Il Foglio Unico di Terapia Informatizzata (FUTI) è uno strumento informatizzato di gestione della terapia dei pazienti (dalla prescrizione del farmaco alla somministrazione) che nasce nell’ambito di un progetto di informatizzazione del processo terapeutico che va a mappare tutte le fasi del processo di gestione clinica del farmaco. Il FUTI ha l’obiettivo sia di  individuare e tracciare le azioni dei professionisti coinvolti (medici/infermieri/ostetriche) nella gestione clinica del farmaco, rendendo trasparente qualsiasi atto inerente la gestione delle terapie farmacologiche, sia di supportare gli operatori nella correttezza della prescrizione, allestimento e somministrazione del farmaco al “giusto” paziente.

ospedale conaObiettivi specifici:

– ridurre il rischio di errori legati alle varie fasi di prescrizione, allestimento e somministrazione;

– ridurre il rischio clinico (in applicazione delle Direttive Ministeriali) mediante collegamento tra operatore, farmaco e paziente dove sia l’operatore sia il paziente sia il farmaco vengono identificati da barcode per ottenere sempre l’esatta corrispondenza del “giusto farmaco al giusto paziente”. Il farmaco è identificato tramite il barcode della confezione, l’infermiere tramite il barcode del proprio tesserino identificativo, il paziente tramite il barcode del braccialetto di cui viene dotato al momento del ricovero;

– identificare sia tutti gli operatori sanitari intervenuti nel processo terapeutico, dalla prescrizione alla somministrazione, sia tutte le operazioni collegate alla gestione delle terapie;

– avere un controllo preciso di tutte le prescrizioni terapeutiche e dello stato delle relative somministrazioni;

– migliorare la collaborazione tra medico, infermiere/ostetrica e farmacista con un’efficace supervisione di tutte le fasi, dalla prescrizione alla somministrazione/erogazione del prodotto farmaceutico;

– facilitare il medico alla consultazione delle terapie tramite accesso alla workstation (computer) di reparto o  ad altra postazione PC  in ospedale anche “a distanza”.

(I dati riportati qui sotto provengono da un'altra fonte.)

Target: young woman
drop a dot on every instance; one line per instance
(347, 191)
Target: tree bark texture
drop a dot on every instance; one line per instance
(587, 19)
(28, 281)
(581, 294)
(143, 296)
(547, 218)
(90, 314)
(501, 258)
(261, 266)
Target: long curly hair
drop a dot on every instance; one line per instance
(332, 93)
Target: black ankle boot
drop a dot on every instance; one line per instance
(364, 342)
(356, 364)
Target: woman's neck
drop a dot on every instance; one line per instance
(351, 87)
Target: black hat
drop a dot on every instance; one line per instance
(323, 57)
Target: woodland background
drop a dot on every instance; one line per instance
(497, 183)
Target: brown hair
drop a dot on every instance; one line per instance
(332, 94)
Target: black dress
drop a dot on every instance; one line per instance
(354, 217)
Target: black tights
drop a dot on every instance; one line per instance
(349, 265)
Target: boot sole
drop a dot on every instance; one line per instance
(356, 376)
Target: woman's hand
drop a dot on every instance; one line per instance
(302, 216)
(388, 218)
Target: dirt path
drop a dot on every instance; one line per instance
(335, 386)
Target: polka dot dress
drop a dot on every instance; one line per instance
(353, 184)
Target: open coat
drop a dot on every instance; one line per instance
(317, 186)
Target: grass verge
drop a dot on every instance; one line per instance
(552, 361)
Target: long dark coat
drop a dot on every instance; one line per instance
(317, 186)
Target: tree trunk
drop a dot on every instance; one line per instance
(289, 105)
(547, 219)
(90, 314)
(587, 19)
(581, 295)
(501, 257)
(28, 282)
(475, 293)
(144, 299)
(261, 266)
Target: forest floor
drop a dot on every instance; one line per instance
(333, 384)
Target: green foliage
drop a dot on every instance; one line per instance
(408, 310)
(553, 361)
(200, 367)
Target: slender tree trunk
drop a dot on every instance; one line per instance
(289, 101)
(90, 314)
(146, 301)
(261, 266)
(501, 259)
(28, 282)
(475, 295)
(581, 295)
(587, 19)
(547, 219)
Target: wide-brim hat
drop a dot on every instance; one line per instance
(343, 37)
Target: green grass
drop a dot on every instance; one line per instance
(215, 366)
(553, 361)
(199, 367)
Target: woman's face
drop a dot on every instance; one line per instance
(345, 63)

Questo strumento è stato introdotto nella pratica di tutti i giorni all’interno dell’Azienda Ospedaliero – Universitaria di Ferrara, nel Blocco Ostetricia e Blocco Parto (U.O. Ostetricia e Ginecologia) come “reparto pilota”. Ecco le motivazioni: numero ristretto di personale sanitario (medico e ostetrico) che afferisce ai due settori molto specialistici; numero ridotto di personale da formare in questa fase di avvio, con conseguente gestione efficace delle risorse umane; specialità clinica che di consueto utilizza un numero ridotto di farmaci e presenta una minore complessità nelle prescrizioni terapeutiche.

Questo strumento verrà attivato, nel corso dei prossimi mesi, in altri Reparti e progressivamente in tutta l’Azienda.

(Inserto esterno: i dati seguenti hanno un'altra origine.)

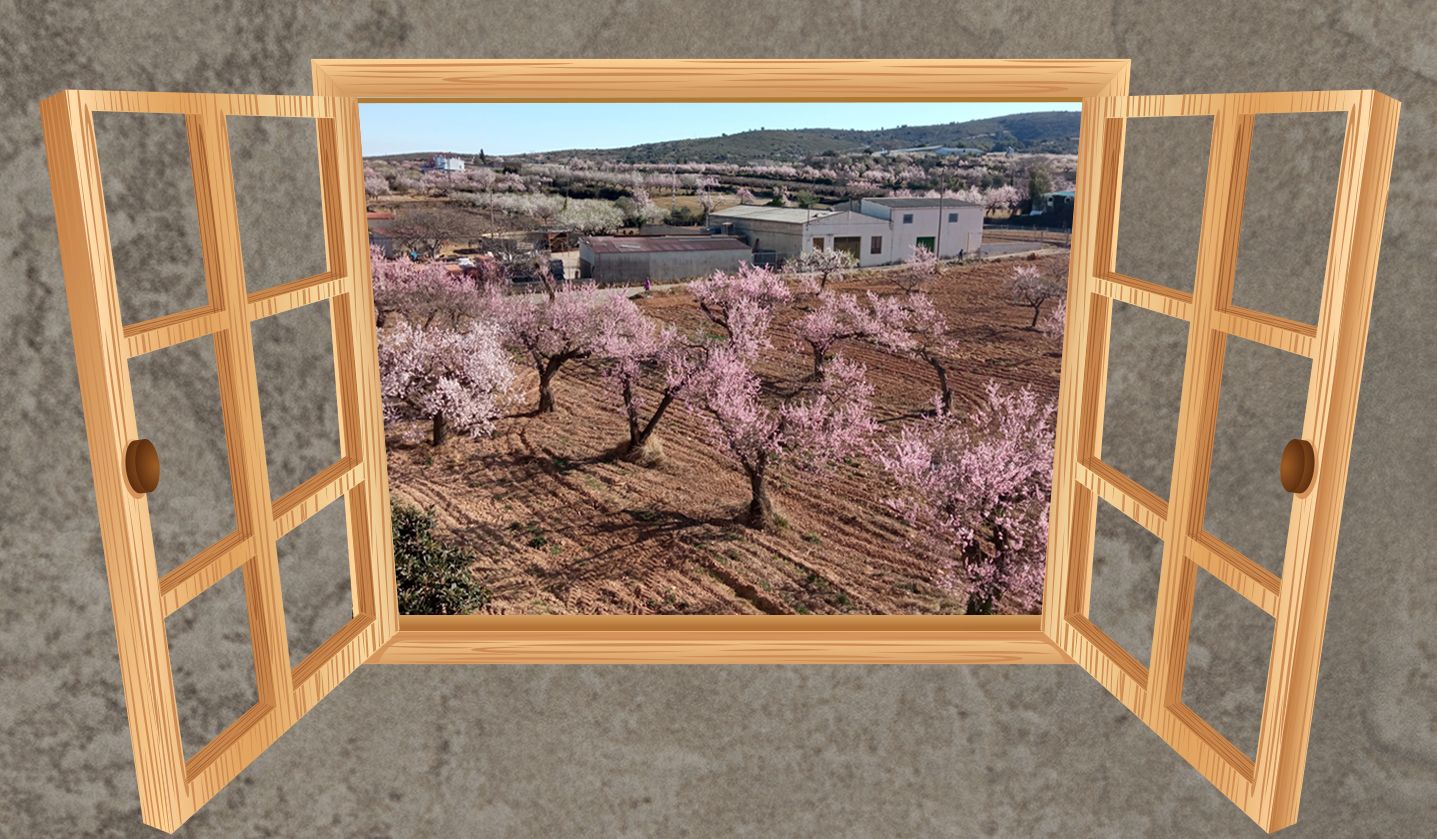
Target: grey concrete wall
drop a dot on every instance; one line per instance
(712, 750)
(680, 265)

Il FUTI si integra pienamente con il sistema SAP (“System Applications Products”), attualmente in uso presso l’Azienda come sistema per la gestione sanitaria dei pazienti (esami laboratorio, diagnostiche, ecc..). Si tratta di uno strumento innovativo, integrato e trasversale costituito da una base comune per tutte le Unità Operative che è fruibile dal personale sanitario dopo adeguata formazione e test di prova/simulazione. 

Per l’implementazione del progetto Foglio Unico di terapia informatizzata è stato istituito un gruppo di lavoro multiprofessionale, presieduto dalla Direzione Medica di Presidio, dalla Direzione delle Professioni, dall’ICT e dal Servizio Interaziendale di Farmacia.

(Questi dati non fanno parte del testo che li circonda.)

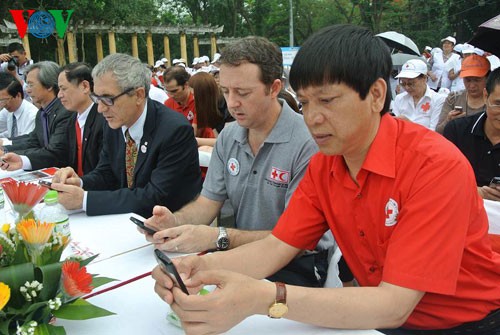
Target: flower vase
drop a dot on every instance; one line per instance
(24, 214)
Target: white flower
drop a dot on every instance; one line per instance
(30, 290)
(55, 304)
(27, 329)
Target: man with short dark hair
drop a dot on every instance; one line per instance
(256, 165)
(20, 113)
(47, 144)
(478, 137)
(181, 99)
(86, 124)
(400, 200)
(15, 61)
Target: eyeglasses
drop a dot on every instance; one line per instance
(175, 91)
(495, 107)
(3, 102)
(107, 100)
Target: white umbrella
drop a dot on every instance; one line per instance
(399, 41)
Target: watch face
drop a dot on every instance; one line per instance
(223, 243)
(277, 310)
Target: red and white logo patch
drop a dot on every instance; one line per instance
(279, 176)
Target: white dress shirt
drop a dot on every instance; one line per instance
(25, 117)
(426, 112)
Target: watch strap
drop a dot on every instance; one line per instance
(280, 293)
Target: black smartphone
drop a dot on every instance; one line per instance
(495, 182)
(141, 225)
(169, 268)
(45, 183)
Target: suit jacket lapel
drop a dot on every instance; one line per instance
(87, 129)
(147, 137)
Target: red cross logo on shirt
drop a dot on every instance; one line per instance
(425, 107)
(274, 174)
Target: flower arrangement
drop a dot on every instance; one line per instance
(35, 286)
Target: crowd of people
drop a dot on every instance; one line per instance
(363, 210)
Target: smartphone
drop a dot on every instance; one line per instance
(495, 182)
(45, 183)
(169, 268)
(141, 225)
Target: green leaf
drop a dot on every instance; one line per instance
(86, 261)
(81, 310)
(4, 326)
(15, 276)
(50, 276)
(99, 281)
(45, 329)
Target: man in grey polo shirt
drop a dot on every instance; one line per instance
(256, 164)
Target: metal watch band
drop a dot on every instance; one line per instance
(280, 293)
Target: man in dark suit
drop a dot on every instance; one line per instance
(86, 124)
(47, 144)
(149, 153)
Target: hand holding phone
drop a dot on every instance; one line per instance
(45, 183)
(169, 268)
(495, 182)
(141, 225)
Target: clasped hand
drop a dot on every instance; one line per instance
(233, 300)
(67, 183)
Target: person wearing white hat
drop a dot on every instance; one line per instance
(441, 64)
(419, 103)
(215, 60)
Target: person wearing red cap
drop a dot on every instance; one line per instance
(470, 101)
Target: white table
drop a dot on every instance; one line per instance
(125, 255)
(140, 311)
(106, 235)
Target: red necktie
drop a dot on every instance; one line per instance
(130, 158)
(78, 149)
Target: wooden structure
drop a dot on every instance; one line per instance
(110, 30)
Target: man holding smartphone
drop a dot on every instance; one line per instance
(149, 154)
(474, 71)
(256, 165)
(478, 137)
(400, 200)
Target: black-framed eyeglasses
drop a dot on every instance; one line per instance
(108, 101)
(5, 101)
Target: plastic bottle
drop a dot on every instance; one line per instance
(54, 212)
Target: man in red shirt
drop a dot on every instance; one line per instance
(400, 200)
(181, 99)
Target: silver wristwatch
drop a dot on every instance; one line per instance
(222, 240)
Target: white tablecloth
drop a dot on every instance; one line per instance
(140, 311)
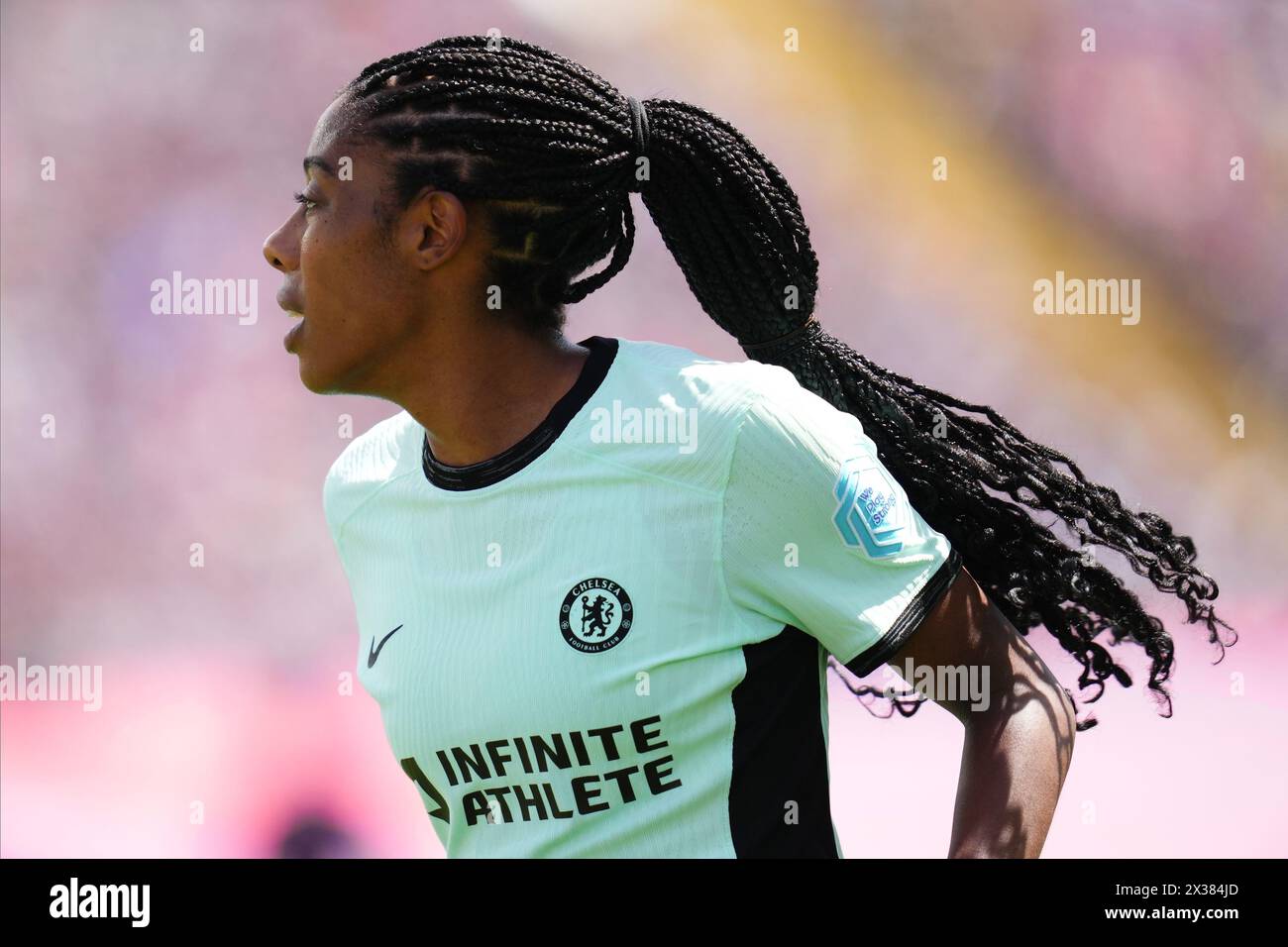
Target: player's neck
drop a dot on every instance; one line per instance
(485, 393)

L’obiettivo del gruppo di lavoro (Direzione Medica di Presidio, Direzione Professioni, ICT e Farmacia) è stato quello di realizzare uno strumento utilizzabile da tutto l’ospedale, il più possibile completo di tutte le funzionalità richieste, compresa la gestione informatica del magazzino di reparto. Quest’ultima a tutt’oggi è in via di definizione e verrà completata dopo l’implementazione del FUTI in tutte le Unità Operative.